Figure 2: Volume-rendered views of example segmentation reference and model predicted liver (red), liver vessel (blue), and needle feature segmentation (yellow) using 3D MRI.
Figure 3: 2D views of example segmentation reference and model predicted liver (red), liver vessel (blue), and needle feature (yellow) segmentation on axial, sagittal and coronal planes. The shown case has Dice scores of 0.90, 0.72, 0.85 for liver, liver vessel, and needle.

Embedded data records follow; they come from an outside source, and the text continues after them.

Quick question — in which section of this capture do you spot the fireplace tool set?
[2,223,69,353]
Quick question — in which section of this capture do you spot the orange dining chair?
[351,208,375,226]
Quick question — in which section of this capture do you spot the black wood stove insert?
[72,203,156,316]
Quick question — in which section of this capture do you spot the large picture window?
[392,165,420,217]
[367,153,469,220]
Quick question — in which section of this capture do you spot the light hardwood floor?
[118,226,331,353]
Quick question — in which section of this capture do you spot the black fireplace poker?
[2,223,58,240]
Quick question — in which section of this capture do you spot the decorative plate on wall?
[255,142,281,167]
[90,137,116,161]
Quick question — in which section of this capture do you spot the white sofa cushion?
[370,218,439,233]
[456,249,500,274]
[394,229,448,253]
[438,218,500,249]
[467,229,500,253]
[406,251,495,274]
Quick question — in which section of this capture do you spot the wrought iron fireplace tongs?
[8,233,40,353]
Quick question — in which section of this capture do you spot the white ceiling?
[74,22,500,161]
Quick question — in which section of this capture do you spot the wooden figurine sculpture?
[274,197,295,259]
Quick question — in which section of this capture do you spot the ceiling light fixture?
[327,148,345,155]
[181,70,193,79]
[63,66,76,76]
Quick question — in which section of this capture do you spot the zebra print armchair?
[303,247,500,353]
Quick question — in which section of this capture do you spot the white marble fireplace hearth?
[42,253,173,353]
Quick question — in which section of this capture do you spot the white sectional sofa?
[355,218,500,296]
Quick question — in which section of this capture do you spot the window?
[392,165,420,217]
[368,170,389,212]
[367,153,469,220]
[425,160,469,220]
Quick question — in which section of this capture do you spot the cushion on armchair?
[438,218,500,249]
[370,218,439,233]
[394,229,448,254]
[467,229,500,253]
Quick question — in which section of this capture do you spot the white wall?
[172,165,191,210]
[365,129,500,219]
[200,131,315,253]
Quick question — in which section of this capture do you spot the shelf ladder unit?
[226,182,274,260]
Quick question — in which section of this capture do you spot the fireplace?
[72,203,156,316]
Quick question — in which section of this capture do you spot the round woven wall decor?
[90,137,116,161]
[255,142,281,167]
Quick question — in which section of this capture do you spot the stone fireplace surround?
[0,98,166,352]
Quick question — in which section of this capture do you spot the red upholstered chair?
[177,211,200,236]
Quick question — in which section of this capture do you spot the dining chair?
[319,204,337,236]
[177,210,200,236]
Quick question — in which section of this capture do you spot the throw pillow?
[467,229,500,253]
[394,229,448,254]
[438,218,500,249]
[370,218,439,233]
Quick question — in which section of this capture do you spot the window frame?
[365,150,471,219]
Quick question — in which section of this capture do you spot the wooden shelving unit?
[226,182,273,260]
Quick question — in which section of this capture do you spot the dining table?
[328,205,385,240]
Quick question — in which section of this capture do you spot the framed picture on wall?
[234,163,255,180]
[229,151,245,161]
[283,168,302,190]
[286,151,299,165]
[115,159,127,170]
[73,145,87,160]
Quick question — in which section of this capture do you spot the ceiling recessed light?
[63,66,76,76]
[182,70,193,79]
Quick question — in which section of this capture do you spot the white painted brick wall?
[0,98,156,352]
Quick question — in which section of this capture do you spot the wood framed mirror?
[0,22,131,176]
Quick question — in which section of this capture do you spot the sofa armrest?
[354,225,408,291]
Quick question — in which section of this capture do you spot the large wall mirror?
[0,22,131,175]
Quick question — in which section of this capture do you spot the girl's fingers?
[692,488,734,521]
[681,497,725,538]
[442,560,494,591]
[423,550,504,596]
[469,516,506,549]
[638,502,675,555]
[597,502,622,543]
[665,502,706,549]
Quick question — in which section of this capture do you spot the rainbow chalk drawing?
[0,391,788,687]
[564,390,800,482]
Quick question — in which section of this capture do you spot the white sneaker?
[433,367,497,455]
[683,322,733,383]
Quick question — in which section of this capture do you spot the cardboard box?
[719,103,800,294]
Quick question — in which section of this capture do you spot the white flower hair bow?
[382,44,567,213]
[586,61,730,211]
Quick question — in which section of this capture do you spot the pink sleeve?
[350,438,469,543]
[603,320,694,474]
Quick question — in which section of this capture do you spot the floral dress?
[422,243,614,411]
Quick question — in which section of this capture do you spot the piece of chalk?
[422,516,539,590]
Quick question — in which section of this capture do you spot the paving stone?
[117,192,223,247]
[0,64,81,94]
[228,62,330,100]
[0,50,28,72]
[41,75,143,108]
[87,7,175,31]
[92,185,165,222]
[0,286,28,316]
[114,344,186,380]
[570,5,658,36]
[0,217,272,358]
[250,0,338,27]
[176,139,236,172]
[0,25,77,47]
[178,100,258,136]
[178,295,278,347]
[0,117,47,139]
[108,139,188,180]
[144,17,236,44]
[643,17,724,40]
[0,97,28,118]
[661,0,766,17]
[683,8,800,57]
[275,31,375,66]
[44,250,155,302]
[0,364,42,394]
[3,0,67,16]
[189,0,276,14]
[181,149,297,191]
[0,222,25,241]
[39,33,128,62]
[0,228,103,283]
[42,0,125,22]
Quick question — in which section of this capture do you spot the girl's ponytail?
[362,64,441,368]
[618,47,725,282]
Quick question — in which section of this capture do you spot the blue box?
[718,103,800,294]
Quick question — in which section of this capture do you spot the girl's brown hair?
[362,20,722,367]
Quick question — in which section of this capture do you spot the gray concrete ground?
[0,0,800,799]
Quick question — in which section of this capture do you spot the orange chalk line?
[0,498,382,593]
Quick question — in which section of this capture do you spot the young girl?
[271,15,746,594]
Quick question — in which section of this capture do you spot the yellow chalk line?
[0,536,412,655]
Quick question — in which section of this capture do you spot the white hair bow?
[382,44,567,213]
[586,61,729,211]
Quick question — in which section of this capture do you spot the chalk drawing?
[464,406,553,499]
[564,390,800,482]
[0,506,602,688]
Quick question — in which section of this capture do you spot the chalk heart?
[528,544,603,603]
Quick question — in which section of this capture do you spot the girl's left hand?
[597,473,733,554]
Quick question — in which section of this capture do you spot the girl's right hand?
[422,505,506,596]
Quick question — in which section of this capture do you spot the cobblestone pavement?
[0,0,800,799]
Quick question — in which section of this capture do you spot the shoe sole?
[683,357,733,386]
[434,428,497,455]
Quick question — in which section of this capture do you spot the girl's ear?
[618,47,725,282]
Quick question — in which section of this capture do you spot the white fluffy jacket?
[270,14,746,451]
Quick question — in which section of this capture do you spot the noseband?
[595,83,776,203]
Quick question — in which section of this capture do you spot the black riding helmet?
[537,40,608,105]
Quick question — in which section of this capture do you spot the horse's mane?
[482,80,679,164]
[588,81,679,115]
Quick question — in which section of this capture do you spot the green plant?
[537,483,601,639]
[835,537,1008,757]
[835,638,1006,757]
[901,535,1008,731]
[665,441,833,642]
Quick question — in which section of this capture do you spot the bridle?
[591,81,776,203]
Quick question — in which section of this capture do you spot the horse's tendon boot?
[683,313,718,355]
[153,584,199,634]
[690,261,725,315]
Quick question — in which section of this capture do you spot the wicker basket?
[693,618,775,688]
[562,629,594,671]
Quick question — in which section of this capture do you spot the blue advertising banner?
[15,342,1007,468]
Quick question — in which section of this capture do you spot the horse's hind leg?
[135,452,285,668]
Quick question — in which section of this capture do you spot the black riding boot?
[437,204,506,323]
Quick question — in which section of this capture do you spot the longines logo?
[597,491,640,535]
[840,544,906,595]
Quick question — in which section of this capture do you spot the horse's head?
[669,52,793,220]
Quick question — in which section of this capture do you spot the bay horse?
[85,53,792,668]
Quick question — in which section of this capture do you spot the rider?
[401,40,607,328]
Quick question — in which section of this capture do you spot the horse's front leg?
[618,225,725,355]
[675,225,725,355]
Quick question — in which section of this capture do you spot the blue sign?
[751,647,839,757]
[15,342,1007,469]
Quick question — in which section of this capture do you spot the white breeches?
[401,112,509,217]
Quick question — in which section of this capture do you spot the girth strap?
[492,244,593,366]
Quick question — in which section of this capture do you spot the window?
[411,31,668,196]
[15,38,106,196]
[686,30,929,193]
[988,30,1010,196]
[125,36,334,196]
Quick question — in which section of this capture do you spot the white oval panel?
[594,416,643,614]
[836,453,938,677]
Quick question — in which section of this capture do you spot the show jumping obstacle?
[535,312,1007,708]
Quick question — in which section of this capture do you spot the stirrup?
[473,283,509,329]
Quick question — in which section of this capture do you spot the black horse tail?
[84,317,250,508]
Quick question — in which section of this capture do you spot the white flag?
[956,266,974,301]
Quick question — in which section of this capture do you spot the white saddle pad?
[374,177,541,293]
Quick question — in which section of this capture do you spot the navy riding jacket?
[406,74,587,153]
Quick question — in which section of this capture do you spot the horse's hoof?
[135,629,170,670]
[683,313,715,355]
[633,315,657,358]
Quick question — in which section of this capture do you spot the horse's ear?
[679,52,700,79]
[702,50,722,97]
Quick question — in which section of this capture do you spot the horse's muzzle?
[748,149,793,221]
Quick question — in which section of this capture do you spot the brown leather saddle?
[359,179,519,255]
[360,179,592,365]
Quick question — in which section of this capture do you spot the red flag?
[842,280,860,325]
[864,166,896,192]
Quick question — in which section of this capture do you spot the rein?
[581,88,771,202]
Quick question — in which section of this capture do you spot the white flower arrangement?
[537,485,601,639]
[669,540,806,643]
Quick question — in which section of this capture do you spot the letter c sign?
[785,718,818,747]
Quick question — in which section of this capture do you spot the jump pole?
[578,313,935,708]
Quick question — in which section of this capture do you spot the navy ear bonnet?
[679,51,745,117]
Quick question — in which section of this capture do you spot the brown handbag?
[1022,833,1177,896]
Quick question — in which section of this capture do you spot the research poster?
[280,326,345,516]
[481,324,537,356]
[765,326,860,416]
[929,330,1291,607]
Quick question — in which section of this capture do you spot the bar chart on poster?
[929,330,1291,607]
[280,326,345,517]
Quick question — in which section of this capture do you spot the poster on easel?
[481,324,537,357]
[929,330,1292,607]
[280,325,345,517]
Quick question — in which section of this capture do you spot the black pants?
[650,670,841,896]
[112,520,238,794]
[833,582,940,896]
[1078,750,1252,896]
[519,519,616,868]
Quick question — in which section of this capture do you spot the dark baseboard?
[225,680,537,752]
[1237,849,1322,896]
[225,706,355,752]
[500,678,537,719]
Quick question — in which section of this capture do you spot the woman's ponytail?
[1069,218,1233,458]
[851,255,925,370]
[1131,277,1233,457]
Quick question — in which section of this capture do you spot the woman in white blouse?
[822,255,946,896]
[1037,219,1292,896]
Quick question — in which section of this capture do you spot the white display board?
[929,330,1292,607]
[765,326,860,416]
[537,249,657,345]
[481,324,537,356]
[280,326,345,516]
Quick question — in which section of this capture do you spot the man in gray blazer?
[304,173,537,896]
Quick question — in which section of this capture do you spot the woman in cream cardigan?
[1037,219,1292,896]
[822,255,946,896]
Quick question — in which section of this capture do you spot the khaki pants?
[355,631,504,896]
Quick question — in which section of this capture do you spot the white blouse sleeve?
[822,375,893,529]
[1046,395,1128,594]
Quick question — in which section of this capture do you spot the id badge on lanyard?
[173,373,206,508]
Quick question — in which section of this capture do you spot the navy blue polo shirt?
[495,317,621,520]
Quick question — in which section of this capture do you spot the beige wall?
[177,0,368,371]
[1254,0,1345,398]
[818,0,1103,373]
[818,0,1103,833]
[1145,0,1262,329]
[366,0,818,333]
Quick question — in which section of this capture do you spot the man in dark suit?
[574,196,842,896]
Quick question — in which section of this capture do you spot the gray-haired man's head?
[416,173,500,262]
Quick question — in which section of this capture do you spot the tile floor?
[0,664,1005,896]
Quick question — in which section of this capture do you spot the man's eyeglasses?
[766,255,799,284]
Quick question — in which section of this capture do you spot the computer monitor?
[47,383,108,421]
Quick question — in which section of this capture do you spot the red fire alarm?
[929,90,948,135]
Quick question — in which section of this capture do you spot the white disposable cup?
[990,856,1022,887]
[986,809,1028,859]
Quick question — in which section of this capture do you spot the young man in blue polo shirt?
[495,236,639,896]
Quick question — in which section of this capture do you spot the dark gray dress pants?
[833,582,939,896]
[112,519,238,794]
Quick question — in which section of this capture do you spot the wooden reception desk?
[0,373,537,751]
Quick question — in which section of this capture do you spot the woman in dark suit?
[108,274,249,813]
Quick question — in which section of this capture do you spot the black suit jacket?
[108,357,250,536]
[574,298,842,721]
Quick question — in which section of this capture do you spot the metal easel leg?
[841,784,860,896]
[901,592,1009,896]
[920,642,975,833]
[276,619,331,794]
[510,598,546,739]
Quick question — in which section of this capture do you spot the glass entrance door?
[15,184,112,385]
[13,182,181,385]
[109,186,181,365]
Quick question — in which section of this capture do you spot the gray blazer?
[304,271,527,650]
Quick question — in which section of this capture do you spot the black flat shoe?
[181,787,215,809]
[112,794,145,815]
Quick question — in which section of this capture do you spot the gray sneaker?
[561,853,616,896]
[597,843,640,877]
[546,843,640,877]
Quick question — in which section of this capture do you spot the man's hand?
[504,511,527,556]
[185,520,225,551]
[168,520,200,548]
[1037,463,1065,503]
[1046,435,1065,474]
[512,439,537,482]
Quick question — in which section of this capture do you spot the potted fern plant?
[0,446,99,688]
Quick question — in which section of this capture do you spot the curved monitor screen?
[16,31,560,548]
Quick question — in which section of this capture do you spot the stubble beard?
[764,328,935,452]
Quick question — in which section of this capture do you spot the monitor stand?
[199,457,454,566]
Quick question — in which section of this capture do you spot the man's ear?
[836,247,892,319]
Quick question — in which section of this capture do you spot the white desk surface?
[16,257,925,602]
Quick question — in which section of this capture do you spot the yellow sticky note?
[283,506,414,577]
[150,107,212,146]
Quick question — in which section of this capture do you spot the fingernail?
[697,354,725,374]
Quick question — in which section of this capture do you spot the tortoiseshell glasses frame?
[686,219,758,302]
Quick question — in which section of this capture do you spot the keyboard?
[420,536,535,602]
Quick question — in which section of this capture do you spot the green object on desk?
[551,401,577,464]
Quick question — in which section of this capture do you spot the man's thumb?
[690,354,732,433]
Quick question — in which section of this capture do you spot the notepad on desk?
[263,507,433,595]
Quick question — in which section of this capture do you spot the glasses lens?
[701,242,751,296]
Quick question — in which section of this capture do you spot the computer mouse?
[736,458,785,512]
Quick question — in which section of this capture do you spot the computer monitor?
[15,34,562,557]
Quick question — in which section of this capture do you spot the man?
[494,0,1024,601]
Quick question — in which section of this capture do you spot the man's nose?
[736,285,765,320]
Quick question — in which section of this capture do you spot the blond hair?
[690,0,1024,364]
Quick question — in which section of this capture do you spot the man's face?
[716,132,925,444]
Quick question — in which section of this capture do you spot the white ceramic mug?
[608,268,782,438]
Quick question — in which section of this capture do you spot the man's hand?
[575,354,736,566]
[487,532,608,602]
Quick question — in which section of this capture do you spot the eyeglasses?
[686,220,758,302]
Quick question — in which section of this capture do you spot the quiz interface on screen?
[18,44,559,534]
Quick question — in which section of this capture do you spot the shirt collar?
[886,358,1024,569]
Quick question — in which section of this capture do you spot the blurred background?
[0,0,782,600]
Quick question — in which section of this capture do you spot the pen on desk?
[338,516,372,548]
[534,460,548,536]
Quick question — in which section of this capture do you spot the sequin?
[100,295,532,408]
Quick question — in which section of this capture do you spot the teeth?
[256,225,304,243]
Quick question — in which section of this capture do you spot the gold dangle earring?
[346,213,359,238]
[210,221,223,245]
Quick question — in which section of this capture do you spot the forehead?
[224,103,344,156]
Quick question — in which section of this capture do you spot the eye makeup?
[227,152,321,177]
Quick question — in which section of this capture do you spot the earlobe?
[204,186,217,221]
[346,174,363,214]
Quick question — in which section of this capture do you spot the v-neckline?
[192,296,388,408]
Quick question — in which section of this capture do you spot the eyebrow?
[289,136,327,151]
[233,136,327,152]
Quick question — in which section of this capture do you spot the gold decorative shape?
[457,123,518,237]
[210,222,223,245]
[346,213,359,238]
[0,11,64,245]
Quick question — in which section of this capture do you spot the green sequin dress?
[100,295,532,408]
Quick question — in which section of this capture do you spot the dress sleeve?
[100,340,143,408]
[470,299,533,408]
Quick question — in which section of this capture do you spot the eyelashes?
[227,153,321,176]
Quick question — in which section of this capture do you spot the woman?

Figure 4: Violin plots of Dice scores of liver, liver vessel and needle from multi-class model and single-class needle segmentation model. The multi-class model achieved median [interquartile range (IQR)] Dice scores of 0.87 [0.05], 0.64 [0.08], 0.76 [0.13] for liver, liver vessels, and needle. The single-class needle segmentation model achieved 0.8 [0.15]. In Mann–Whitney U test, there was no significant difference between the multi-class and single-class needle segmentation Dice score (p=0.09). The numbers shown on the violin plot are the medians of the Dice scores.
Figure 5: Violin plots of 3D needle axis (a) and needle tip (b) localization errors of multi-class and single-class models. For multi-class model, the median [IQR] needle tip localization error was 1.65 [1.39] mm (single-class: 1.94 [1.31] mm) , and median needle axis localization error was 1.05° [1.37°] (single-class: 0.98° [0.79°]). In Mann–Whitney U test, there was significant difference between the needle tip localization error of multi-class and single-class needle segmentation methods (p=0.046), but no significant difference between needle axis localization error.